Clearly each observation came from looking at a person's BMI and then just categorizing it.

spunky

Can't make spagetti
It was always stressed to me that it was impossible to every know for sure a latent variable existed.
well, Dason ninja'd my post but it was esentially something along those lines. the difference relies on how the latent variable comes to be. the latent variables you and i are used to are completely theory-driven, made-up, socially-agreed constructs like "attitudes" or "personality". but there are many other ones. for instance, in epidemiology, you can have a latent variable being a 0/1 indicator of whether a certain group of people carry a disease or not. you can model that probability of carrying the disease and, eventually, the "latent" variable will become "manifest" which helps support whether or not your epidemiological model was correct.

Or if it had a specific distribution. Certain elements can suggest it, so can SEM, but that is not proof it exists. But that may simply be a quibble.
well, for your and my cases, the characteristics of a latent variable depend on whether or not it is tenable to assume it exists. but (and i think you've said this over and over again, and i totally agree with you) you cannot prove anything with Statistics in the Social Sciences. i mean, you can prove plenty of stuff within the mathematical framework where Statistics exist (lots of theorems out there) but you can never be sure with absolute certainty that something exists or causes somethign else. best example that comes to mind is the tobacco industry. how many years of collecting evidence have gone by and you can still get sued if you go on record saying "smoking causes cancer"? you can say it's strongly associated with cancer or it's linked to cancer or that it may cause cancer. but you cannot say it causes cancer. but that just happens to be because years and years have gone by where we've seen the evidence piling up towards "proving" that smoking causes cancer". but i don't think you'll ever be able to say it (without getting a big fat lawsuit on your hands). if i were to tell you that the 1-Factor model of intelligence is true, would you believe me? maybe after years and years of mounting evidence favouring the 1-Factor model, you would be more inclined to think that maybe, possibly it is true... but still, i don't think you'll ever be able to stand on a soapbox and declare the 1-Factor model of intelligence to be the absolute truth.

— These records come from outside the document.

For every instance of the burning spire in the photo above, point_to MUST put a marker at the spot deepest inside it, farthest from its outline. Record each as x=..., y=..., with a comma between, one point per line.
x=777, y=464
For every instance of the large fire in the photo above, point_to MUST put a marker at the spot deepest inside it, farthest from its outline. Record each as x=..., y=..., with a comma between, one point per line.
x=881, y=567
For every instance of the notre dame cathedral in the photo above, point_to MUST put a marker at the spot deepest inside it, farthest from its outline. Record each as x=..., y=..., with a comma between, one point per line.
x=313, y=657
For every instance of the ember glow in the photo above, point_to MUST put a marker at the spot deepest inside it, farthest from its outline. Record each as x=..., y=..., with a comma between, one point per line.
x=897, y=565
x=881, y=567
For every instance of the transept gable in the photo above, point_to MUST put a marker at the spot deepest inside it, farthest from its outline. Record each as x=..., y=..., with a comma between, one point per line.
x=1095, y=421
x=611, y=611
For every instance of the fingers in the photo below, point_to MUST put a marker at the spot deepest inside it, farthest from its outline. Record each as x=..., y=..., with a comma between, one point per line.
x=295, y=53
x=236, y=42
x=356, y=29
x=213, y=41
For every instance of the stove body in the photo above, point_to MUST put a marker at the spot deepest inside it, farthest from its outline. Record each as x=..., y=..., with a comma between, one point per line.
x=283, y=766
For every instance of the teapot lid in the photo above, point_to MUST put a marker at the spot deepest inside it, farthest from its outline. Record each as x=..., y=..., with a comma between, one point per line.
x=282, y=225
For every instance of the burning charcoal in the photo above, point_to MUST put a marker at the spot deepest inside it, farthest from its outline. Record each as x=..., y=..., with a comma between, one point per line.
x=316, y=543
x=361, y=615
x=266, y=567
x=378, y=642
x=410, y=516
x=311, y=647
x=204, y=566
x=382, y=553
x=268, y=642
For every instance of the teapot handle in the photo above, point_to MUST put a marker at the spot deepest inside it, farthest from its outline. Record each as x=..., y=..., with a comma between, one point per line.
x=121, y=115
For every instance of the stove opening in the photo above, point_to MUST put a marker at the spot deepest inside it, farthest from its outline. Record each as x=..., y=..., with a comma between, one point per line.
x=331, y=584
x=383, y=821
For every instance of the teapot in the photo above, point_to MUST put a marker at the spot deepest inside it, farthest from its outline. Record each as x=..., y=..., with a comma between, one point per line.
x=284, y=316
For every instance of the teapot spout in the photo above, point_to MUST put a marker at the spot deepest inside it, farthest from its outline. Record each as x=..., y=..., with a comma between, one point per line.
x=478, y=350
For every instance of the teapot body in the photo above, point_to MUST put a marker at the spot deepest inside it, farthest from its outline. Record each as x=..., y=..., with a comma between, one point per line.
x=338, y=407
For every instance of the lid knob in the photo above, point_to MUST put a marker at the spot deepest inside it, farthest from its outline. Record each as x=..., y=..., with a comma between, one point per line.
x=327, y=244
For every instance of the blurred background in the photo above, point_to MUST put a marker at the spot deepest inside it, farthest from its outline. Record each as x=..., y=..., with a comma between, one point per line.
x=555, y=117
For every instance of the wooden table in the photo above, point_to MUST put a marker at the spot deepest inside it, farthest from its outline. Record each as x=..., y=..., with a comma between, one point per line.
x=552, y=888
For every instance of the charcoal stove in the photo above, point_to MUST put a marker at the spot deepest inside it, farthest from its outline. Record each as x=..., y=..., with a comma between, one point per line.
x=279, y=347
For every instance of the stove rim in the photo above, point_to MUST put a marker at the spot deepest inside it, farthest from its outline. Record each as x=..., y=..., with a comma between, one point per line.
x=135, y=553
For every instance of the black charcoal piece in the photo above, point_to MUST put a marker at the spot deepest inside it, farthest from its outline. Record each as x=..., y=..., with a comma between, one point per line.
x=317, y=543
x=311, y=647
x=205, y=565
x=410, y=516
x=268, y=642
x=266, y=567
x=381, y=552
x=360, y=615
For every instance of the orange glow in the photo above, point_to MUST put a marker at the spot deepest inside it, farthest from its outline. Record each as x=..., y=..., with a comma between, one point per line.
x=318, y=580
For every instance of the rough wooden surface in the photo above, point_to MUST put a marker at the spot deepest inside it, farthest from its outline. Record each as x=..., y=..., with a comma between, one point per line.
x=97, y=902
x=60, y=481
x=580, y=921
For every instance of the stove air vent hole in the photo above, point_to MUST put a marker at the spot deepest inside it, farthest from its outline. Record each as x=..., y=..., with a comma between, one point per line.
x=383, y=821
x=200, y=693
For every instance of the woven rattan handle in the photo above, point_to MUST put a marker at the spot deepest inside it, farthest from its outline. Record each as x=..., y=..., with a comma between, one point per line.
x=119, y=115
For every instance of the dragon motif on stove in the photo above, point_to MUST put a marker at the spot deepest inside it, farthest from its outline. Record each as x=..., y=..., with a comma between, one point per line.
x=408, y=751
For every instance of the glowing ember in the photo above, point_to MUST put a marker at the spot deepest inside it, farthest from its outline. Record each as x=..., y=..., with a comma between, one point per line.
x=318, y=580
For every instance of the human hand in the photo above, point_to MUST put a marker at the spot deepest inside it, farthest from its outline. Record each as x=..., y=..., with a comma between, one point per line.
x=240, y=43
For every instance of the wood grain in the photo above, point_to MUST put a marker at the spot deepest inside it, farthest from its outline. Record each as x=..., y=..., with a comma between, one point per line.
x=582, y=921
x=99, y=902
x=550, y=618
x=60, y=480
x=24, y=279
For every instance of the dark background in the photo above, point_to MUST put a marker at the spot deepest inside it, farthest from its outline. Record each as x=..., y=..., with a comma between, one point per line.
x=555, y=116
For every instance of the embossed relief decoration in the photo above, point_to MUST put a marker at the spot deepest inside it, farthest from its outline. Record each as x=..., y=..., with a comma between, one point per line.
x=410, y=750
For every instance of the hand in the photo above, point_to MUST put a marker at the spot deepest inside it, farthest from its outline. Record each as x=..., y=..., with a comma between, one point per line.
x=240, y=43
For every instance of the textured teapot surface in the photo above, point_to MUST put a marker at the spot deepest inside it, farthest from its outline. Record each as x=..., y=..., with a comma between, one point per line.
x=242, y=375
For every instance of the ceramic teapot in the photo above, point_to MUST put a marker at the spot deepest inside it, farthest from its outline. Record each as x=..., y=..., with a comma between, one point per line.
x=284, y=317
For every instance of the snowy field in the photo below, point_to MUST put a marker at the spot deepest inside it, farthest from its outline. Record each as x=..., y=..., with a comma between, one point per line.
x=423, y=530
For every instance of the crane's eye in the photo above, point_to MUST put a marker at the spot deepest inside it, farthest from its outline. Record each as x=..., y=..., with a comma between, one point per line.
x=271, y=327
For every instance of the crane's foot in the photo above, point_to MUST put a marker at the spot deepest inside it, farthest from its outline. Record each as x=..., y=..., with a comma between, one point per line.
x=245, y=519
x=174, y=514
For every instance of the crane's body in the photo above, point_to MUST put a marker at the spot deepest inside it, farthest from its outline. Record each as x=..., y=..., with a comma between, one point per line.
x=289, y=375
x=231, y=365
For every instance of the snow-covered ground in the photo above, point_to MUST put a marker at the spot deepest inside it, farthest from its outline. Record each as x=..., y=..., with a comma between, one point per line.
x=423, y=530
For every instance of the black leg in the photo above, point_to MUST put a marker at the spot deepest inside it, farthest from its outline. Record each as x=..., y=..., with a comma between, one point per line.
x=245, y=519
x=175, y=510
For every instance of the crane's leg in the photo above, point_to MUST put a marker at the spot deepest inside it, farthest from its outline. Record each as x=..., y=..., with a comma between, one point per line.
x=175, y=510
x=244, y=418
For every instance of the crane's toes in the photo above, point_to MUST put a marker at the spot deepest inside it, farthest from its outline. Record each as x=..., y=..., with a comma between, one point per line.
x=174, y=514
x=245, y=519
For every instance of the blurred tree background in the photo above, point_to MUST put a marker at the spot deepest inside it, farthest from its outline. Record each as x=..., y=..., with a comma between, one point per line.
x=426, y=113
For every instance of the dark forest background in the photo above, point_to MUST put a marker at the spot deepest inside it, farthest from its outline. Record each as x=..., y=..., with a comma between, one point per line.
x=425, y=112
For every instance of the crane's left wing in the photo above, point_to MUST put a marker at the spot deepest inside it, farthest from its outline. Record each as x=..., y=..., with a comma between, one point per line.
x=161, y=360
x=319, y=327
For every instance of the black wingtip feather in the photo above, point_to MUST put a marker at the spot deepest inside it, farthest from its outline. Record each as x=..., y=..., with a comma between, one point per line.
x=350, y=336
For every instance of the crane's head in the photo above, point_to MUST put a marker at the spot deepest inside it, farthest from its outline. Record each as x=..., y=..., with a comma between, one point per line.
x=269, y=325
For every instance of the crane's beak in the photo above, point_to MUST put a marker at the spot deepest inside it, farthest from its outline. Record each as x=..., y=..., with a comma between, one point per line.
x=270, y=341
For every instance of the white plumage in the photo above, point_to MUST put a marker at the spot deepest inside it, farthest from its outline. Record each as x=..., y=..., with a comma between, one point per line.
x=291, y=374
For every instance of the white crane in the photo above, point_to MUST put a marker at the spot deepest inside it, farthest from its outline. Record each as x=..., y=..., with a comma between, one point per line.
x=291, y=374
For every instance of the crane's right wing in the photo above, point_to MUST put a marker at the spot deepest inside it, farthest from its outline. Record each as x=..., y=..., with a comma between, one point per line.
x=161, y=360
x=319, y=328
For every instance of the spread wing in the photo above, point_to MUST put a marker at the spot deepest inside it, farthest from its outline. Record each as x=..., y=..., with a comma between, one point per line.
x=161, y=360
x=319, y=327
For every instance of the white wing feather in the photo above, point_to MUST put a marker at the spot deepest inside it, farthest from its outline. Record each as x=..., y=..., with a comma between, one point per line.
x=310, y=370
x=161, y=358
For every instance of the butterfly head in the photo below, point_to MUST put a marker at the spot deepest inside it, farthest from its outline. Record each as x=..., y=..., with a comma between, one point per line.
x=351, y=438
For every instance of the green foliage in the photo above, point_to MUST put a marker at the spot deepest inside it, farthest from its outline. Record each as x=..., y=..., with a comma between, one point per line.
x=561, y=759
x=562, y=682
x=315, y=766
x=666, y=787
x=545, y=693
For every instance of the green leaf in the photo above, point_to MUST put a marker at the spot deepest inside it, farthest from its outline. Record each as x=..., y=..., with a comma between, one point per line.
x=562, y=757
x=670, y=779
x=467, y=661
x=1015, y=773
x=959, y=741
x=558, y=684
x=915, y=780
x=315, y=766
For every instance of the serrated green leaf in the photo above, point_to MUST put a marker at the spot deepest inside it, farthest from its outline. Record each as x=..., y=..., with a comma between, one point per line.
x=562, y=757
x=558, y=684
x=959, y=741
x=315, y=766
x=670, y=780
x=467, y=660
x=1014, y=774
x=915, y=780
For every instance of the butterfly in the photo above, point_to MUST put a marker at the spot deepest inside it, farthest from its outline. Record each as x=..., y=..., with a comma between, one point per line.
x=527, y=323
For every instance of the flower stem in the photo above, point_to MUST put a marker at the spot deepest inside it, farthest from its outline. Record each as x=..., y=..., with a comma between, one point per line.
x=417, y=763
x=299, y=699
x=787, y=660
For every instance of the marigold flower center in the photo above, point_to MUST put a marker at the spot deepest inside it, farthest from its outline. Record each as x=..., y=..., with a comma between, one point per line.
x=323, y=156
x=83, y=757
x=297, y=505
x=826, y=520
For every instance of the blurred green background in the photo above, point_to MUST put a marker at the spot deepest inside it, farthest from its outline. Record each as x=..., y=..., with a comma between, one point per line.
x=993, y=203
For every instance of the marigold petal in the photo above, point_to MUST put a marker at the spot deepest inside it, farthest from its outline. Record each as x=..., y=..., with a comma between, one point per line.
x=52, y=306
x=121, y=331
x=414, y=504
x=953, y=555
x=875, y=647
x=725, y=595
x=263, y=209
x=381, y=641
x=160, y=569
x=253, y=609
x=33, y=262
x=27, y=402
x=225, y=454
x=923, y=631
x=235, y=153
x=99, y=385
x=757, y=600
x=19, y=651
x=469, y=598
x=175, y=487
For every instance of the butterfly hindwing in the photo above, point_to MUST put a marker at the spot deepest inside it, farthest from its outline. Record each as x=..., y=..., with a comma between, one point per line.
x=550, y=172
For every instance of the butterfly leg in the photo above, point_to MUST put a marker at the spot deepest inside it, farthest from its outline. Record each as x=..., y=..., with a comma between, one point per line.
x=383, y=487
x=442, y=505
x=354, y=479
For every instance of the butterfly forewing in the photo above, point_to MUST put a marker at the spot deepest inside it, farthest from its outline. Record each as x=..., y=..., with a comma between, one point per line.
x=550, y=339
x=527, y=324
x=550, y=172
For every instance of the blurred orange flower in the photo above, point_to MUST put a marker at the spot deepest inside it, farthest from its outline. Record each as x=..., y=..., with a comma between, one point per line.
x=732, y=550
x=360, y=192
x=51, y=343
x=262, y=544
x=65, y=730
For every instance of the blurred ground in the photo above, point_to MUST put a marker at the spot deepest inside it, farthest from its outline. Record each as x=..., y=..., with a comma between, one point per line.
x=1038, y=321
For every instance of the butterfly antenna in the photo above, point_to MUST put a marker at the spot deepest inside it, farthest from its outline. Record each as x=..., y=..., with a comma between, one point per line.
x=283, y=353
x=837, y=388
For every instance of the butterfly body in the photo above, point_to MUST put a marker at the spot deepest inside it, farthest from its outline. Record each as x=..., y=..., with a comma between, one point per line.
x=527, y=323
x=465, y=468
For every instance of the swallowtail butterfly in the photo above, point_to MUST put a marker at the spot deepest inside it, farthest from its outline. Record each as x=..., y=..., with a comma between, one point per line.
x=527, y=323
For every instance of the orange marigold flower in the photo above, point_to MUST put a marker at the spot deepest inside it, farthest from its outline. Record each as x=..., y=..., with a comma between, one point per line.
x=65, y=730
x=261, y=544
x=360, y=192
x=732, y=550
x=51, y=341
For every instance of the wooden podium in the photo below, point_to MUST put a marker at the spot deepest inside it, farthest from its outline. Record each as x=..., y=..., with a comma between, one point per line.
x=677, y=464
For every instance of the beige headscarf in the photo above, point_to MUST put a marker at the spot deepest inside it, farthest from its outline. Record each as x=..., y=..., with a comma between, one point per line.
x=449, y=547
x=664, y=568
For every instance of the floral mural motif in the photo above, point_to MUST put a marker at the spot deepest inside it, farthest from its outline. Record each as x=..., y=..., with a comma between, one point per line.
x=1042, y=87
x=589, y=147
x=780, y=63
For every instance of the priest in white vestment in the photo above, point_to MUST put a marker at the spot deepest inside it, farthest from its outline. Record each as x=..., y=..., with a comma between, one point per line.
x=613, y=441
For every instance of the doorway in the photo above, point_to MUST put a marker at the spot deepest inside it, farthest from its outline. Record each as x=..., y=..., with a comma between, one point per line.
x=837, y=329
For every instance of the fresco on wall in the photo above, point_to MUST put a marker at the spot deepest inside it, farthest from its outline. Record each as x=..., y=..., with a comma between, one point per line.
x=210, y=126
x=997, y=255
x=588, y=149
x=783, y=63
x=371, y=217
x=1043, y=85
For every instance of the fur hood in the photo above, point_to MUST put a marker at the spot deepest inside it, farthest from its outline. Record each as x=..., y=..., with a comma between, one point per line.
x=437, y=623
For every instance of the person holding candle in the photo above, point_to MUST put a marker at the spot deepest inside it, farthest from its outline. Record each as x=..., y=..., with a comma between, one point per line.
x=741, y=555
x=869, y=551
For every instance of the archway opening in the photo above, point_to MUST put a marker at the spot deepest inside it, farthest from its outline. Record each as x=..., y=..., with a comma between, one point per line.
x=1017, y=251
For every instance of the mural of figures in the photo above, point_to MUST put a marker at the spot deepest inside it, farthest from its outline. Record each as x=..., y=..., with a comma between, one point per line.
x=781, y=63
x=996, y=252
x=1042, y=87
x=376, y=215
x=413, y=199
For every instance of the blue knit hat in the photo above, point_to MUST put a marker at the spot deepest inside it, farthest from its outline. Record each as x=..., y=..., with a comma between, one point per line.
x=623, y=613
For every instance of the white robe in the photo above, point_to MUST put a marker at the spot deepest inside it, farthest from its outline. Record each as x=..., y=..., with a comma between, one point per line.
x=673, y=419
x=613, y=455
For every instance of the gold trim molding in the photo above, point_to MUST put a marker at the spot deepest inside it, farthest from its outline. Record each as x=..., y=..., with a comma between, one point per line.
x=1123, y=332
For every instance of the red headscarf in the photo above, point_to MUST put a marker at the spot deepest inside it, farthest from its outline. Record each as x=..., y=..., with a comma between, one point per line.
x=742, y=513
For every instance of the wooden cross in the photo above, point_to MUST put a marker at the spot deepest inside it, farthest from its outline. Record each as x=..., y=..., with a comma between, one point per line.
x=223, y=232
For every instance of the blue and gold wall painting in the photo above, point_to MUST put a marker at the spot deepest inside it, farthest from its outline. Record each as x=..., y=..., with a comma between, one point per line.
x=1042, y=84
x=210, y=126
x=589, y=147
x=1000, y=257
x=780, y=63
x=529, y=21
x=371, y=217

now, if you believe in a latent variable like the ones you and i work with (which is something you just simply need to make a leap of faith towards) then yes, you can test a lot of things about that latent variable to see wehther your assumptions are tenable or not. but you ahve to *believe* in it first.

noetsi

No cake for spunky
What about in cases where the binary variable really is the result of transforming a continuous response. Something like

Obese = 1 if BMI > 30, 0 otherwise

Clearly each observation came from looking at a person's BMI and then just categorizing it.
True dason, but my sense is most analysis does not involve this. It includes naturally occuring data that is measured dichotomly. Not data that was measured intervally that you then recoded. Indeed turning interval data into a dichotomy is normally discouraged.

noetsi

No cake for spunky
Intelligence is the classical example of a latent variable that is broadly assumed to exist, but which no researcher has ever been able to directly observe (we observe actions tied that characteristic). Indeed what intelligence really is physically is unclear and different models of intelligence assume different realities.

Pretty much every statistical text I ever read includes somewhere the statement that statistics can not prove causality. Hume's black swans is one element of this, but there are many others. Some argue that experiments where you deliberately manipulate levels can prove causality, but that assumes of course that you can generalize from the research setting to the larger environment -which may or may not be true.